I am confused why I am getting this error as I have done this on a previous occasion without problem.

John

jnsLs commented 1 month ago

Dear John,

we changed some things in the SchNet class a few weeks ago. Most likely your error occurs because of that change. I will provide a fix asap.

Best, Jonas

jnsLs commented 1 month ago

For your particular problem, it seems that you are not using spin_embedding or charge_embedding. Correct?
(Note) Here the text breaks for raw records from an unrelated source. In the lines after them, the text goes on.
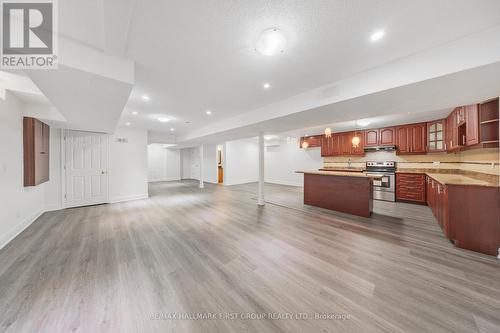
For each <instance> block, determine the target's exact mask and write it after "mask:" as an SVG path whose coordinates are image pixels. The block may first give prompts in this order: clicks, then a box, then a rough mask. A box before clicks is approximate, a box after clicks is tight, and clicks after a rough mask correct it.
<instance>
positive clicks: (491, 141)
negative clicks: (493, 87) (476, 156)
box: [479, 98, 499, 148]
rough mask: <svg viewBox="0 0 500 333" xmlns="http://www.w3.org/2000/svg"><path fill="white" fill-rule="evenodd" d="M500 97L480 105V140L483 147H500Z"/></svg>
mask: <svg viewBox="0 0 500 333" xmlns="http://www.w3.org/2000/svg"><path fill="white" fill-rule="evenodd" d="M498 113H499V110H498V98H497V99H494V100H491V101H488V102H484V103H481V104H480V105H479V142H480V144H481V145H480V146H481V147H485V148H495V147H498V124H499V123H498V118H499V116H498Z"/></svg>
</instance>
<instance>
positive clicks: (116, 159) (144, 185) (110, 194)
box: [109, 128, 149, 203]
mask: <svg viewBox="0 0 500 333" xmlns="http://www.w3.org/2000/svg"><path fill="white" fill-rule="evenodd" d="M119 138H121V139H126V142H118V139H119ZM148 196H149V195H148V132H147V131H146V130H141V129H132V128H119V129H117V130H116V132H115V133H114V134H113V135H110V137H109V201H110V202H111V203H114V202H121V201H128V200H136V199H145V198H147V197H148Z"/></svg>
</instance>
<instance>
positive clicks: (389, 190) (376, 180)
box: [366, 172, 396, 192]
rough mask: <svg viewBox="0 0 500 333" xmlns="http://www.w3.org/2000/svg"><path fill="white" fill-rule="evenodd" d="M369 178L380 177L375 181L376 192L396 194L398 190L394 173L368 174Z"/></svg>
mask: <svg viewBox="0 0 500 333" xmlns="http://www.w3.org/2000/svg"><path fill="white" fill-rule="evenodd" d="M366 175H367V176H375V177H380V179H374V180H373V190H374V191H385V192H394V191H395V189H396V175H395V174H393V173H380V172H367V173H366Z"/></svg>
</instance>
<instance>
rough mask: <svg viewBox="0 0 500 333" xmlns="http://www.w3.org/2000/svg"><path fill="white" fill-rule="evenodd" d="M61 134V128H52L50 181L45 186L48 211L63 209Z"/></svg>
mask: <svg viewBox="0 0 500 333" xmlns="http://www.w3.org/2000/svg"><path fill="white" fill-rule="evenodd" d="M61 132H62V130H61V129H60V128H53V127H51V128H50V161H49V164H50V169H49V179H50V181H49V182H48V183H46V184H45V209H46V210H58V209H61V207H62V189H61V186H62V175H61V171H62V168H61Z"/></svg>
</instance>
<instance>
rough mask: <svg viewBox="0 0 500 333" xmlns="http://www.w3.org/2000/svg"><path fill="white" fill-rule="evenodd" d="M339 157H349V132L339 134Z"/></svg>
mask: <svg viewBox="0 0 500 333" xmlns="http://www.w3.org/2000/svg"><path fill="white" fill-rule="evenodd" d="M339 137H340V155H345V156H349V155H351V147H352V134H351V132H346V133H340V135H339Z"/></svg>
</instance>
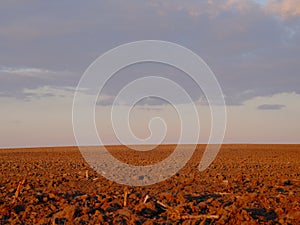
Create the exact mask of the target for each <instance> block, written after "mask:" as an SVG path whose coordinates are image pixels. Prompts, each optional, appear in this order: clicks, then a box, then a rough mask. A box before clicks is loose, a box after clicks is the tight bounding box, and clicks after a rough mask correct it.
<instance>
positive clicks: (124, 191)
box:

So if you don't have time to wait for our fix, you can work with the following quick and dirty work around:

Just comment out the following block in the SchNet forward method:

        # add spin and charge embeddings
        if hasattr(self, "activate_charge_spin_embedding") and self.activate_charge_spin_embedding:
            # get tensors from input dictionary
            total_charge = inputs[structure.total_charge]
            spin = inputs[structure.spin_multiplicity]
            idx_m = inputs[structure.idx_m]
            num_batch = len(inputs[structure.idx])

            charge_embedding = self.charge_embedding(
                x, total_charge, num_batch, idx_m
            )
            spin_embedding = self.spin_embedding(
                x, spin, num_batch, idx_m
            )

            # additive combining of nuclear, charge and spin embedding
            x = x + charge_embedding + spin_embedding

In the mean time we will work on a fix.